EMAIL SCAM SIGNS
Beware of the odd-looking email
Be on the lookout for misspellings, strange spacing and sentences that don’t read quite right.

How to spot a phishing email
Remember that professional organizations like a bank likely have a considerable budget and staff to manage their messaging. It’s typical for many sets of eyes to review any written correspondence before it is sent or published. For that reason, obvious and repeated spelling, spacing and sentence-structure errors in an email appearing to be from a bank or other legitimate business are huge red flags likely indicating a scam.
It’s also important to look carefully at the sender’s email address. Does it match who the sender is claiming to be?

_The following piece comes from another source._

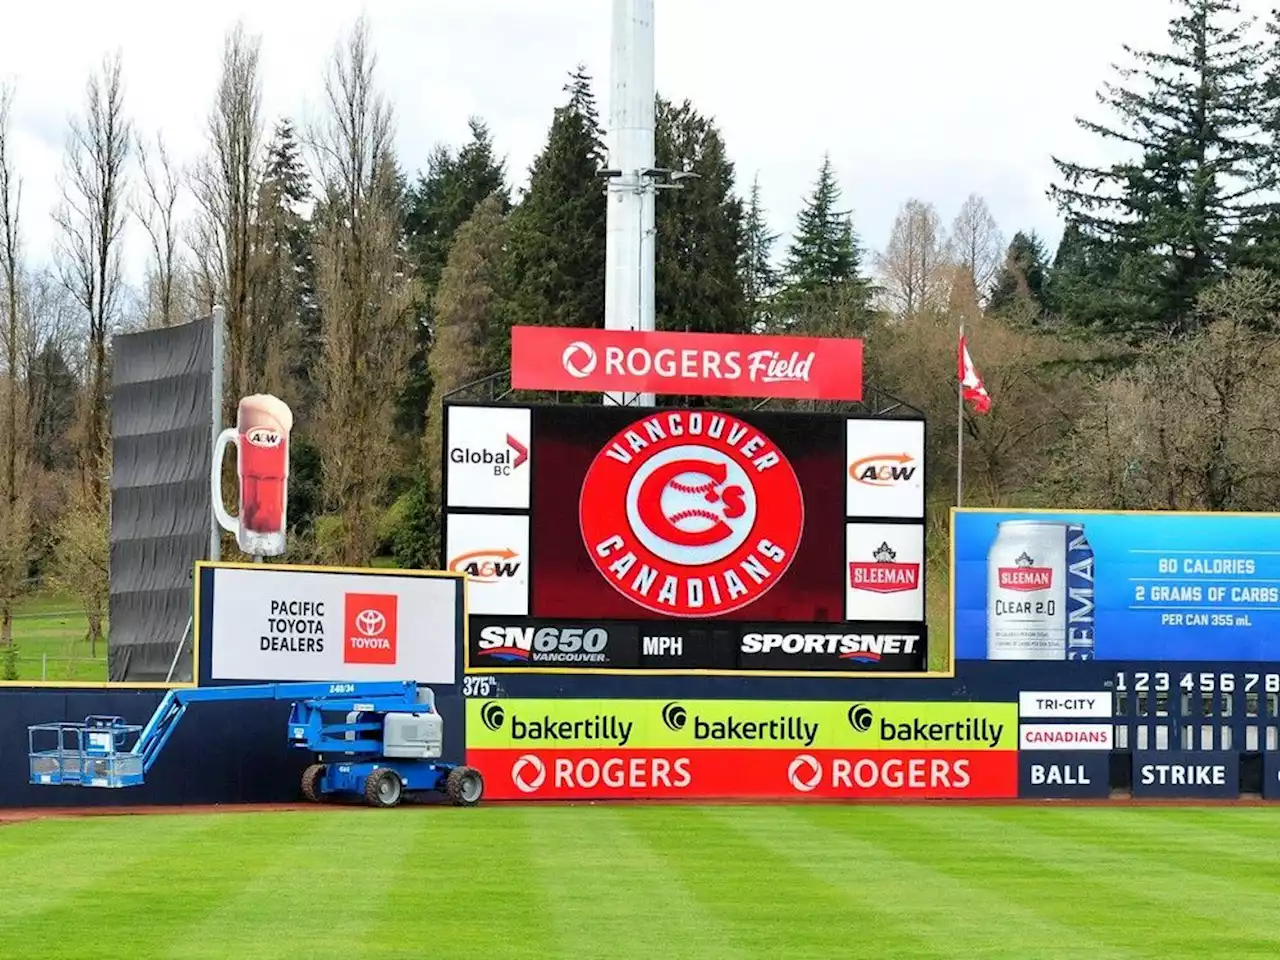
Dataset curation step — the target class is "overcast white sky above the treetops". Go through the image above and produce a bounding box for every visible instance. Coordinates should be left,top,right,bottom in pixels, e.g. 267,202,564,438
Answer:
0,0,1198,289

Don't share personal information
Understand that legitimate companies like M&T Bank will not ask you for personal information by email. If you receive an email asking you to provide account information, login credentials or passwords, it is almost certainly fraudulent.
And be wary of any unsolicited email that includes a hyperlink or attachment. Cybercriminals want you to click on links that will take you to websites or open attachments that contain malware — both set up to steal your critical information. When in doubt, don’t click the link or open the attachment!
Simple rules to guard against phishing
- When in doubt, don’t click any links or open any attachments.
- If the email is suspicious, don’t reply to the sender.
- Never provide personal information like account numbers or passwords via email.